Philippine Airlines Centennial Airport Gate 6

I think they should make airports more colorful. Put in reds and greens and more plants. More coffee shops with more comfy couches and more boutiques with friendlier prices. Airports are too gray and too concrete and too uncomfortable. Well, at least the new airports are. NAIA still reminds me of the CCP lobby with all the wood and worn out carpets. While we all appreciate all the glass and high ceilings and Duty Free shops, airports still feel so cold. Particularly the departure area. It feels drab and gray.

Or maybe because I feel drab and gray and cold right this moment. And very very anxious.

I hate flying. I really do. Especially really long flights. I flew to London once, 19 hours with a 3 hour stopover, to Paris for 18 hours with a 1 hour stopover and now I'm flying to Los Angeles for 7 hours with no stopover. So this will be a walk in the park compared to my other long flights. Yup a walk in the park indeed. Jurrassic Park.

I'm flying alone. And that in itself explains how Jurassic Park-ly this "short" long flight to the US will be. I will be alone, strapped to a seat for almost 7 hours, elevated hundreds of thousands of miles above ground with metal walls merely separating me from a horrifying plunge to death. I have no one to talk me through the scary take-off, no one to share the bland food with, no one to switch with me when the cramped seats make me feel like i'm getting bedsore, no one to watch my bag when i go to the teeny lavatory with the waterless toilet bowl...and that makes me feel very nervous. Add to my anxiety the feeling of loneliness. Because I'm currently in an airport full of families and friends waiting for a flight. And I'm leaving my boyfriend behind and we'll be celebrating our first year anniversary in different parts of the world. And I'm missing my mom and dad and wishing they were here with me and coming with me on this trip so they can meet my their grandkids and see my sister and cousin. All these thoughts are making me teary eyed. And i don't want to look stupid all over again because I was crying and sniffing all the way from the departure gate to check-in.

So I try to dwell on the positive. My sister. Cousins. Nephews. But right now all feelings of positivity seem to be a thousand miles away. 14 thousand miles away, more or less. And so we board the 10PM flight....

August 4, 2007. 3:15 AM. Flight PR102

So I'm on the plane. And trying to entertain myself with all the stuff I brought with me to keep my mind from remembering all the airline accident specials featured on Discovery Channel. My book The Curious Incident of the Dog in the Night Time, my Ipod and my travel journal.

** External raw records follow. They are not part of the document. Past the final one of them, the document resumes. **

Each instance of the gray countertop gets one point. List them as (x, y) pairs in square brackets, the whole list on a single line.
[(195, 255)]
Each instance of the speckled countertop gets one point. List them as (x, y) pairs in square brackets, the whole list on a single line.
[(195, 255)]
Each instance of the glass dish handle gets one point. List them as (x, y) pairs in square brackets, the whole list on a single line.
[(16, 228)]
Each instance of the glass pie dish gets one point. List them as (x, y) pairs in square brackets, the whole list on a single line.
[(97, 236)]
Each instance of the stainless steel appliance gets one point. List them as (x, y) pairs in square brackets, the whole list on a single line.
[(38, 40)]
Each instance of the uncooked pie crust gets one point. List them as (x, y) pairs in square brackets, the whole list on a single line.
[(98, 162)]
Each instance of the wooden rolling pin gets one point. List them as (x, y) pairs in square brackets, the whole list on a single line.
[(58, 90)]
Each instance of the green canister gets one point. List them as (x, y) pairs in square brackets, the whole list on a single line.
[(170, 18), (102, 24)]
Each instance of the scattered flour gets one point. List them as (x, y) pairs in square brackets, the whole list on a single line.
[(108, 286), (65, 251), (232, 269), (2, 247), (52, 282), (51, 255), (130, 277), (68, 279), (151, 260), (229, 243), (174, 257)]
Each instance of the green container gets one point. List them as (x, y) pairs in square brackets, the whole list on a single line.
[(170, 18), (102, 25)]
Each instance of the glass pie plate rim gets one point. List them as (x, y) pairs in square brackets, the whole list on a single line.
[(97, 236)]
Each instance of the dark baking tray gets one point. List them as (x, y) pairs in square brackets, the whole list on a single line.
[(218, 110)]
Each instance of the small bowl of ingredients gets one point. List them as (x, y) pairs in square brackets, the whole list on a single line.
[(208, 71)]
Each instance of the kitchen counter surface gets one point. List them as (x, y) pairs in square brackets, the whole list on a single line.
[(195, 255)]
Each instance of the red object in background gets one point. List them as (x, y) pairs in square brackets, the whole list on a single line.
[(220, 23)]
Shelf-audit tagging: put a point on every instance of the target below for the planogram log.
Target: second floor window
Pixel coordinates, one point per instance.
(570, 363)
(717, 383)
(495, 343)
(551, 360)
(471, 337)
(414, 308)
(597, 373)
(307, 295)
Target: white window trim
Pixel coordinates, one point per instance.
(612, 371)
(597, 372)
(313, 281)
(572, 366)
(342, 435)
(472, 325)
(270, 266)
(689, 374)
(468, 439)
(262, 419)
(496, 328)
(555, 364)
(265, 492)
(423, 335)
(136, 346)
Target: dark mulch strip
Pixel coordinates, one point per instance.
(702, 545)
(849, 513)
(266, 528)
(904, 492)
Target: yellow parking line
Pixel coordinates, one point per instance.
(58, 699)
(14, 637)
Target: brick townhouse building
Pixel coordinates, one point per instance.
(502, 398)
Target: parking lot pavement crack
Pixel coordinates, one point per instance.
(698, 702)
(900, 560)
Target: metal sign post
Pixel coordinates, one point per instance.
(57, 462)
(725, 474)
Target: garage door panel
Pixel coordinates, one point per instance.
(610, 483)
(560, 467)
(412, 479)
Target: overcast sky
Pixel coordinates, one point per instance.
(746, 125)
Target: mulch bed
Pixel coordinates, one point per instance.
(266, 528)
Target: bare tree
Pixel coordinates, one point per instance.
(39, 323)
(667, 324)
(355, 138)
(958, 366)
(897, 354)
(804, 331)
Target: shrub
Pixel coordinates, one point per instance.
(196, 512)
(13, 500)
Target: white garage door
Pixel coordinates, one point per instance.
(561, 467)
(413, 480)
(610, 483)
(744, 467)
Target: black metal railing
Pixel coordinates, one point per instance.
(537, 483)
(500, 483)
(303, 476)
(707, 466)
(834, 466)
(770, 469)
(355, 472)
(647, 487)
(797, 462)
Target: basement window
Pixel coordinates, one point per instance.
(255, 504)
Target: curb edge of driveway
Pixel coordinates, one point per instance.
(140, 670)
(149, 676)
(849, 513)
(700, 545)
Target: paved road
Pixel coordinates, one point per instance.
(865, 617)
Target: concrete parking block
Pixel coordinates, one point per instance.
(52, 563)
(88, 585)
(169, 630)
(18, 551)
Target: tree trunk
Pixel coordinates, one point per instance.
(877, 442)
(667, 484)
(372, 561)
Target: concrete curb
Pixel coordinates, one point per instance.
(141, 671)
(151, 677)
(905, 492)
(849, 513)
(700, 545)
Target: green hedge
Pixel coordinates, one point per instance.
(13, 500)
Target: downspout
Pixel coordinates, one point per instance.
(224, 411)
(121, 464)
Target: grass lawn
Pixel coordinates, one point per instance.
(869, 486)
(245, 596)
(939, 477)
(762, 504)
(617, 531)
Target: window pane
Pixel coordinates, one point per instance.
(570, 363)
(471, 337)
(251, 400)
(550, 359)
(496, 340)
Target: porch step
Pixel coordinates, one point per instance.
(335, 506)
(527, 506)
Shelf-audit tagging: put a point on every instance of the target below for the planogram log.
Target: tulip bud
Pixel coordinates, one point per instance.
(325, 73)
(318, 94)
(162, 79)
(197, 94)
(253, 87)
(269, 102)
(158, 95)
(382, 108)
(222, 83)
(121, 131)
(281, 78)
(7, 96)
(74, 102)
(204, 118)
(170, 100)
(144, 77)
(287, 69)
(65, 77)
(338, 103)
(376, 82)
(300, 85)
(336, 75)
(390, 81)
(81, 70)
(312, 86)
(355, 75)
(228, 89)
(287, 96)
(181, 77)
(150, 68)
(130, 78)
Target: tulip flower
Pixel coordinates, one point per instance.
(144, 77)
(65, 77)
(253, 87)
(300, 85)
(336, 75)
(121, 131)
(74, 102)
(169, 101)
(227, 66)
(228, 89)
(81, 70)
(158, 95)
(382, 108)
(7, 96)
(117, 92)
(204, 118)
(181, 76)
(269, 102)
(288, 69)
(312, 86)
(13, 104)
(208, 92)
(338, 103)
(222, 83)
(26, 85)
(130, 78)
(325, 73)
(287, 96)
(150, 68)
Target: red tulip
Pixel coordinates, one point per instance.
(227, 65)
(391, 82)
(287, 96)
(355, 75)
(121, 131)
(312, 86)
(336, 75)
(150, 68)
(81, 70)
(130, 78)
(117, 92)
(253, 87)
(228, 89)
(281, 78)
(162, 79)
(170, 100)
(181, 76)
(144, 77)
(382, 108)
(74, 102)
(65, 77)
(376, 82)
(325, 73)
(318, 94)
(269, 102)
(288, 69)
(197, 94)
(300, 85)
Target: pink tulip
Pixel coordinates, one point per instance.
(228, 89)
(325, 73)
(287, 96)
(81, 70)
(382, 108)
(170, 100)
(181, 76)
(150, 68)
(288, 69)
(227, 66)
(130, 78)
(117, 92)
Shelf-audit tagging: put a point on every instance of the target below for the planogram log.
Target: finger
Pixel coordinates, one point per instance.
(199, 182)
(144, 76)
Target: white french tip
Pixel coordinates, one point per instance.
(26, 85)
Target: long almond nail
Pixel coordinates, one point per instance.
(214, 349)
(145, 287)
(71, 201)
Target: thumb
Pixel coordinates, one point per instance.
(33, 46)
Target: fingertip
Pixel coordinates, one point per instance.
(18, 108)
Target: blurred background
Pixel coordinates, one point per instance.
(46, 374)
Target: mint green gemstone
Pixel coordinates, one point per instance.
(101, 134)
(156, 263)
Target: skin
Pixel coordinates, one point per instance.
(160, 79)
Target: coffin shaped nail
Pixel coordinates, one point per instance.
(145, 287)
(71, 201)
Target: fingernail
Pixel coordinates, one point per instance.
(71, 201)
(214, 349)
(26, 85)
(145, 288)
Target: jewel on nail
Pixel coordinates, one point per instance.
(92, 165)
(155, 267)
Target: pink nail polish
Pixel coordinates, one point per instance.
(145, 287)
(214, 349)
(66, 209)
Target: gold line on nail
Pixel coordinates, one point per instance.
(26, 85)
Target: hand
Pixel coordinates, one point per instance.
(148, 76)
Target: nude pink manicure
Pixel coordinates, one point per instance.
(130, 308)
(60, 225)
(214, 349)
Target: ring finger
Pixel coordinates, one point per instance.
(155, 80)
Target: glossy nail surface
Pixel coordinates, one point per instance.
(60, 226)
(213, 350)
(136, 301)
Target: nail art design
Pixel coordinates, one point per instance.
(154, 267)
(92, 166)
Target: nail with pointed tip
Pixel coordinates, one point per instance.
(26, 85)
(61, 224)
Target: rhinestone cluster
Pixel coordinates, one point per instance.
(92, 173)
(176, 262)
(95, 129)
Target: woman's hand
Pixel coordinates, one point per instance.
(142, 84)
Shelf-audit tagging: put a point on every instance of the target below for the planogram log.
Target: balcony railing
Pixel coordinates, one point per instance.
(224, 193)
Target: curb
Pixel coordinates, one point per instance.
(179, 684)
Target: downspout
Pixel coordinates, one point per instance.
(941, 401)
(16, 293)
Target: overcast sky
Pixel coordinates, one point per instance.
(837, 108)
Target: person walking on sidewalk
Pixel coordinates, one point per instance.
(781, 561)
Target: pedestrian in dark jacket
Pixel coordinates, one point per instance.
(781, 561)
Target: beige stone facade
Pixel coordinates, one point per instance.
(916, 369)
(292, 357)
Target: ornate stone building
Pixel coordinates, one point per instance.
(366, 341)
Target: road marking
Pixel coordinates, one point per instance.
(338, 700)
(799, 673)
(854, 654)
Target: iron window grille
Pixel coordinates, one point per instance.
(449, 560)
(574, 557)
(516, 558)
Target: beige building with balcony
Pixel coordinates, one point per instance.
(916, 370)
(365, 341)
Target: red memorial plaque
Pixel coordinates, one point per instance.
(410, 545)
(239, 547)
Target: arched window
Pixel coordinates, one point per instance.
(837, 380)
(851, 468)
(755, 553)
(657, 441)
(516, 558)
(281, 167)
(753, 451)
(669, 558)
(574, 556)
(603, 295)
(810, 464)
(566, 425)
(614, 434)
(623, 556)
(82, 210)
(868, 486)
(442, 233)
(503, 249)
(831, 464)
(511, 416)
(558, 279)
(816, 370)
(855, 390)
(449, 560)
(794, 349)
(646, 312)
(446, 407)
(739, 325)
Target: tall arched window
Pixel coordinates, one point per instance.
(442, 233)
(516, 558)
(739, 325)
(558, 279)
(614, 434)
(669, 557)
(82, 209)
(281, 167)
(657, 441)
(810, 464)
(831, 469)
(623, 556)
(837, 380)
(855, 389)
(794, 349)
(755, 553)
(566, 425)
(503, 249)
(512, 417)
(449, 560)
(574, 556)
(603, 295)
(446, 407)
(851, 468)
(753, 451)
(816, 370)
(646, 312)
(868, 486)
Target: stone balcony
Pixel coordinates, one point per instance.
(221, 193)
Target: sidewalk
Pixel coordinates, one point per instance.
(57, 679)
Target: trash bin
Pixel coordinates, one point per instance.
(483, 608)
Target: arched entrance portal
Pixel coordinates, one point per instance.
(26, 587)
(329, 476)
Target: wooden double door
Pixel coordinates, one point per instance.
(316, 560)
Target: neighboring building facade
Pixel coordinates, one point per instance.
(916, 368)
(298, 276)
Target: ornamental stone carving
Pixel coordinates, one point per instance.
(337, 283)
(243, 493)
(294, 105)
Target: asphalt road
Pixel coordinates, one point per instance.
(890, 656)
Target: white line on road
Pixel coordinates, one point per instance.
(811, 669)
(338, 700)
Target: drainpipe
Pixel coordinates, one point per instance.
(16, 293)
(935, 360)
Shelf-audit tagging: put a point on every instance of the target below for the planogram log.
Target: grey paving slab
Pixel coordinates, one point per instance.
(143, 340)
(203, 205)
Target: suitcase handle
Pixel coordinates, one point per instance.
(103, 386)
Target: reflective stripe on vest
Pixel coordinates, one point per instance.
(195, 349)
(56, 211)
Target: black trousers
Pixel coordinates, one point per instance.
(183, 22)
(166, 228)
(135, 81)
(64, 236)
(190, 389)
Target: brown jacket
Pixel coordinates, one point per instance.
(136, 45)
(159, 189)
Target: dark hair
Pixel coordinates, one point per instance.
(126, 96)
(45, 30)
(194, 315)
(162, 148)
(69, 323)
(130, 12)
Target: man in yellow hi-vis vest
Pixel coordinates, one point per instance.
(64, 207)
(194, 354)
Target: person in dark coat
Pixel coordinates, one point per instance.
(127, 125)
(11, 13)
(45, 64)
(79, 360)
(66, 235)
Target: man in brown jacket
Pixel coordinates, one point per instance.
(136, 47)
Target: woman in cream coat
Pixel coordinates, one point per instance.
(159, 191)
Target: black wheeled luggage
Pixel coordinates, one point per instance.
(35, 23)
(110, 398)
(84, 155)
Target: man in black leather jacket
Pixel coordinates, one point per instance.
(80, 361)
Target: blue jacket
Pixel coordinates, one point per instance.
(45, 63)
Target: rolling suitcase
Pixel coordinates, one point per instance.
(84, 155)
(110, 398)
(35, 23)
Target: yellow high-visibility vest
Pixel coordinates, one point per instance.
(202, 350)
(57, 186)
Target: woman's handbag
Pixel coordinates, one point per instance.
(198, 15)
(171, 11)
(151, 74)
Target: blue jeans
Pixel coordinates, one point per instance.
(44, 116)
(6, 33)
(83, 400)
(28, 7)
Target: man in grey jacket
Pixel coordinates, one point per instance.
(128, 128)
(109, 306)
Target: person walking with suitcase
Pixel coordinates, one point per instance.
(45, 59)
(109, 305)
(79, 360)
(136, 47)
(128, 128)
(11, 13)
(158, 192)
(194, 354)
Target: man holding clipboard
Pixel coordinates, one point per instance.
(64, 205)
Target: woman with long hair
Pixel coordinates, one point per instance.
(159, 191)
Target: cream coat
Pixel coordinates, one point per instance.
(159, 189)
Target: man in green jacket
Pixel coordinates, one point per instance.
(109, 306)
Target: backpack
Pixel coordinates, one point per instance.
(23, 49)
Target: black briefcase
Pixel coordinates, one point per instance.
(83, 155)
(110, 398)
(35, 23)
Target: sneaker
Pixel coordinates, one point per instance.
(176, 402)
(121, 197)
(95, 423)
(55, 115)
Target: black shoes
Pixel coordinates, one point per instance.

I've been drifting in and out of sleep. Catching glimpses of Spiderman 3 and Blades of Glory, the in-flight movie features for tonight. My stomach's upset. My back hurts. I barely ate dinner or snacks and now my stomach is so acidic I can feel it almost boring a hole to the surface of my tummy. I want to call the flight attendant and ask for medical attention because I feel like I will faint anytime soon. But I still write because it occupies me from all the pangs of sadness, anxiety and hunger. And i really don't feel like talking to anyone. Because that means reaching for my gum in my bag which is safely stowed under the seat in front of me. The only words I have spoken during this flight so far are: Chicken, Tea, Water please, Thank you, More water please, and No thanks (to the alcoholic beverages and Duty Free merchandise...I knew I should have said yes to that glass of wine). The guy beside me tries to make small talk. He's a businessman with his power suit and blackberry and laptop. But I just smile politely and give him the I'm-sorry-but-I'm-a-loner look. And he minds his own business. Argh. I'm counting the hours. Painfully counting the hours.

August 4, 2007. 5:25 AM. Flight PR102

I just woke up and realized how planes are actually time machines. When I get to the States it will be 7:40 pm of August 3 once again. Lucky pilots and flight attendants, going back and forth in time. But I wouldn't want their job even if I have the height. That's a tough job, pushing those carts up and down the narrow aisles while the plane's tilted or bouncing from turbulence. And dealing with this airplane smell all the time. My stomach feels queasy all over again. But they'll be earning money while flying to different parts of the world and they won't be strapped to this seat the whole time. And the time traveling's also pretty cool.

August 4, 2007. 9:12 AM. Flight PR102

We're almost there. I just freshened up. And now they're serving breakfast. My body clock is all messed up now. So much for the coolness of time travelling. It's breakfast here on the plane but when we get there it will be dinner and knowing my sister and cousin we'll have dinner or snacks before going home. But I still try to eat anyways....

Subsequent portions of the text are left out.